If we try to use them with a big input:

(fib1 300000) ; or fib2

then fib1 would work file, whereas fib2 will likely run into DrRacket’s memory limit and the computation will be terminated. The problem is that fib2 uses the fibs2 value after the list-ref call, which will make a reference to the head of the list, preventing it to be garbage-collected while list-ref is cdr-ing down the list, making more links materialize.

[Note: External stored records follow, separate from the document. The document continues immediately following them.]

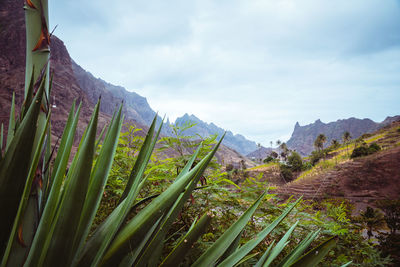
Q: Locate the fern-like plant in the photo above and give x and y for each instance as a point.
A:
(47, 211)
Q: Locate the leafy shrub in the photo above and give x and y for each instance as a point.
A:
(316, 156)
(374, 147)
(268, 159)
(365, 150)
(286, 172)
(229, 167)
(359, 152)
(295, 162)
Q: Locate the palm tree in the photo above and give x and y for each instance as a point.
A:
(278, 143)
(346, 138)
(335, 144)
(319, 142)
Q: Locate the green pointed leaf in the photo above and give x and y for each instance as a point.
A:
(314, 256)
(153, 250)
(214, 252)
(104, 234)
(25, 195)
(11, 123)
(263, 258)
(73, 199)
(38, 249)
(98, 180)
(250, 245)
(280, 246)
(299, 249)
(14, 168)
(137, 227)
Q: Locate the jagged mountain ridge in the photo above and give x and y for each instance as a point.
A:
(135, 106)
(237, 142)
(303, 137)
(70, 82)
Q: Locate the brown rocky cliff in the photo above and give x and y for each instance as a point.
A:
(65, 88)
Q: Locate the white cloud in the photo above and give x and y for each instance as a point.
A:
(253, 67)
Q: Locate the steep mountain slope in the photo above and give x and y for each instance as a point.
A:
(136, 107)
(362, 181)
(260, 153)
(237, 142)
(303, 137)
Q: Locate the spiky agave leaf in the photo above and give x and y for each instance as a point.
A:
(15, 166)
(214, 252)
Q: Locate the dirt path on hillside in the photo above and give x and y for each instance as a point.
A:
(362, 181)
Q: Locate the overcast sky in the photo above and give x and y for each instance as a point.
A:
(254, 67)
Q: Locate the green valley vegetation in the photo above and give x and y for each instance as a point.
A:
(116, 203)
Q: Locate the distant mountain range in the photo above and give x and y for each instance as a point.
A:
(237, 142)
(303, 137)
(71, 82)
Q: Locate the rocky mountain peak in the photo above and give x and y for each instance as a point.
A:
(303, 137)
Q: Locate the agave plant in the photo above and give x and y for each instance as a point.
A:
(48, 208)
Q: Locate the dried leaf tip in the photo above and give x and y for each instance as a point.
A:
(30, 4)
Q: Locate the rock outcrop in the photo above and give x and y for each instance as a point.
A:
(303, 137)
(237, 142)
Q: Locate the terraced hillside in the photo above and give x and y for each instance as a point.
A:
(362, 180)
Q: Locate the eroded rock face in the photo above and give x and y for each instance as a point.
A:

Lazy Evaluation: Shell Examples

There is a very simple and elegant principle in shell programming — we get a single data type, a character stream, and many small functions, each doing a single simple job. With these small building blocks, we can construct more sequences that achieve more complex tasks, for example — a sorted frequency table of lines in a file:

sort foo | uniq -c | sort -nr

This is very much like a programming language — we get small blocks, and build stuff out of them. Of course there are swiss army knives like awk that try to do a whole bunch of stuff, (the same attitude that brought Perl to the world…) and even these respect the “stream” data type. For example, a simple { print $1 } statement will work over all lines, one by one, making it a program over an infinite input stream, which is what happens in reality in something like:

cat /dev/console | awk ...

But there is something else in shell programming that makes so effective: it is implementing a sort of a lazy evaluation. For example, compare this:

cat foo | awk '{ print $1+$2; }' | uniq

to:

cat foo | awk '{ print $1+$2; }' | uniq | head -5

Each element in the pipe is doing its own small job, and it is always doing just enough to feed its output. Each basic block is designed to work even on infinite inputs! (Even sort works on unlimited inputs…) (Soon we will see a stronger connection with lazy evaluation.)

Side note: (Alan Perlis) “It is better to have 100 functions operate on one data structure than 10 functions on 10 data structures”… But the uniformity comes at a price: the biggest problem shells have is in their lack of a recursive structure, contaminating the world with way too many hacked up solutions. More than that, it is extremely inefficient and usually leads to data being re-parsed over and over and over — each small Unix command needs to always output stuff that is human readable, but the next command in the pipe will need to re-parse that, eg, rereading decimal numbers. If you look at pipelines as composing functions, then a pipe of numeric commands translates to something like:

itoa(baz(atoi(itoa(bar(atoi(itoa(foo(atoi(inp)))))))))

and it is impossible to get rid of the redundant atoi(itoa(...))s.